Нинель промокнула глаза кончиком простыни, помолчала, горестно покачивая головой.
— И совсем она мной не занималась. Странно, что я вообще закончила школу. И как только в моей жизни появился первый самостоятельный мужчина, я ушла к нему, не раздумывая, хотя это был совершенно безразличный мне человек. Вот так и сложилась моя судьба — ни профессии, ни образования.
— Но ведь кто-то был с тобой рядом? Подруги, родственники...
— Родственники тогда жили далеко, а девчонки со мной не дружили. Наверное, я сама виновата — вечно голодная, никому не нужная, стеснялась ужасно вида своего затрапезного. Я всегда была очень одинока, пока не встретила тебя, Митька...

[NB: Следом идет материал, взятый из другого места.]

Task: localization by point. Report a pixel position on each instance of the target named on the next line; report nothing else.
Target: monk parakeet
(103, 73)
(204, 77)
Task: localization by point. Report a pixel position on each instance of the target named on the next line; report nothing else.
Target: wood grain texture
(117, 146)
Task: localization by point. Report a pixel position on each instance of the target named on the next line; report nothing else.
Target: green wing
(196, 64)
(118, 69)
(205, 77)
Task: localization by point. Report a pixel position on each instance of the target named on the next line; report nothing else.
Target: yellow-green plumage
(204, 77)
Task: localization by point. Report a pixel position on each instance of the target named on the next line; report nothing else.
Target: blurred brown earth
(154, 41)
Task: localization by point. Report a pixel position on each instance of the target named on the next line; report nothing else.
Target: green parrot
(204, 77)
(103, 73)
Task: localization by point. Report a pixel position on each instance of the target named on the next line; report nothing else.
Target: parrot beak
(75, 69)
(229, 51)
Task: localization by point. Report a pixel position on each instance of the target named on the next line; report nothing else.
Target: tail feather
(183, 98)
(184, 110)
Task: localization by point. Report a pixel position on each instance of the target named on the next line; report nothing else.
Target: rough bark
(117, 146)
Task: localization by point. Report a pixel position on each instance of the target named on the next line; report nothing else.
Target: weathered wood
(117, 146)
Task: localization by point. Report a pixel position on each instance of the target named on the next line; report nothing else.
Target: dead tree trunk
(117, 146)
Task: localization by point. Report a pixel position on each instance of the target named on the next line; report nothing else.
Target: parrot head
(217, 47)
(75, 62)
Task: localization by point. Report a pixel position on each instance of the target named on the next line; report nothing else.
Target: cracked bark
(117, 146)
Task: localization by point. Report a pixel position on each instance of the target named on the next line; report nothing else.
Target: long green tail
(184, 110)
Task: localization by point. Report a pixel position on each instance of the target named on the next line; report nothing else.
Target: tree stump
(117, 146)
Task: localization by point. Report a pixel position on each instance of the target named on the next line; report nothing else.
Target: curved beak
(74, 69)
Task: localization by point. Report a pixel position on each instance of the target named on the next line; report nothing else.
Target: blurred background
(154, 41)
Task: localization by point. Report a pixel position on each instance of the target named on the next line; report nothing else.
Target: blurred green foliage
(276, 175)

— Ты никогда не говорила...
— А ты никогда не спрашивал. Но я не в обиду, — испугалась она. — Просто когда тебе хорошо, о плохом не вспоминаешь. А мне было хорошо с тобой...
— А мачеха твоя жива?
— Умерла несколько лет назад. Болела долго, но так и не пустила меня в свое сердце. Наверное, это правда — мы ненавидим тех, кому сделали много зла.
«Я тоже причинил тебе зло, но я не ненавижу тебя», — подумал Митя.
Нинель поднесла абрикос к губам, но есть не стала.
— Я заложница своего прошлого, гадкий утенок, который всем только мешает, — горько сказала она. — Когда ты появился в моей жизни, я решила, что теперь все изменится и я тоже буду счастливой. Но я и тебе не нужна, Митька. Никому, никому не нужна...
Абрикос выскользнул из ее пальцев и скатился в траву. Она закрыла лицо руками и неутешно заплакала.
Митя порывисто обнял ее, прижал к груди остриженную голову.
— Нет, Елка, ты нужна, нужна! Не плачь! Все будет хорошо. Вот увидишь...
37
Не стоило ей останавливаться у Мити. Нельзя было этого делать. И ведь знала, знала, чем кончится, а поехала. Какой стыд! Какая дура!
Он просто вернул ей долги. Все предельно ясно: обиделся, разозлился и решил порвать всякие отношения. А когда она сунулась, щелкнул по носу, оставил за собой последнее слово. Не позвонил, не извинился. Не очень, конечно, по-мужски. Зато окончательно и бесповоротно.
Сначала они с Шурой решили, что самолет опоздал, но справочная аэропорта подтвердила, что тот сел точно по расписанию. Время шло, а Митя не появлялся, мобильный его молчал, и Шура оборвала телефон, пытаясь получить хоть какую-то информацию в его компании. Никто ничего не знал.
Надежда таяла с каждым звонком, и они уже не сомневались — произошло что-то страшное, когда, видимо, по просьбе коллег, им позвонил человек, с которым Митя был в командировке.
Телефонная трель взорвала тишину, они вздрогнули и бросились к аппарату, но Шура оказалась проворнее. Маруся побежала на кухню и сняла параллельную трубку.